Dry Socket

After an extraction of a tooth, it is necessary for a clot to form in the socket. The clot is imperative in your recovery, as it helps to protect the socket, stop the bleeding, aid healing and most important to prevent pain.

Dry socket is the term used to describe the inflammation that occurs when the blood clot that forms in the socket becomes dislodged or does not form properly. When the clot is lost or unformed, the open socket, including underlying nerves and bone are exposed.

If you have ever had dry socket, you know the symptoms. Approximately 3 days after your extraction, you will feel severe throbbing and pain, perhaps radiating into your ear and no amount of pain medications will relieve the pain. It is also possible for a foul odor or bad taste to occur.

The only relief for the pain of dry socket is to return to the office so that we may place an anesthetic paste onto the extraction site.
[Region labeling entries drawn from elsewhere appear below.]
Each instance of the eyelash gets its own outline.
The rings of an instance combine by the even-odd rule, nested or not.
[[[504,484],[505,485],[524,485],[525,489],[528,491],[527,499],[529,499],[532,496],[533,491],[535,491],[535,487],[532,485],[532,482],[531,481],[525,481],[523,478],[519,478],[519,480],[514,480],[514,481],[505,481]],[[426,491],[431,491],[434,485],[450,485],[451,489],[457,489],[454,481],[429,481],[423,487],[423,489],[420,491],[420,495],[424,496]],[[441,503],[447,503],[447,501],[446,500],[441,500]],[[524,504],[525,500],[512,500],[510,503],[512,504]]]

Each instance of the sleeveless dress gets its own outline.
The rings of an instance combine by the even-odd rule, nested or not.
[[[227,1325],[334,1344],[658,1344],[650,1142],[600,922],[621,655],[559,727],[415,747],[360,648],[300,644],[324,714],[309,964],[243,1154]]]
This single application may not be enough, you may need to return to our office several times until the blood clot reforms

Although dry socket is quite common, there are ways to prevent it. Some of these are:

  • Not touching the extraction site, either with your tongue or your fingers
  • Not rinsing for the first 24 hours
  • Avoiding anything that may cause you to ‘suck’ out the clot (this includes drinking from a straw or smoking)

At Palmetto Family Dentistry, you will receive a thorough and complete list of instructions and directions for post extraction care.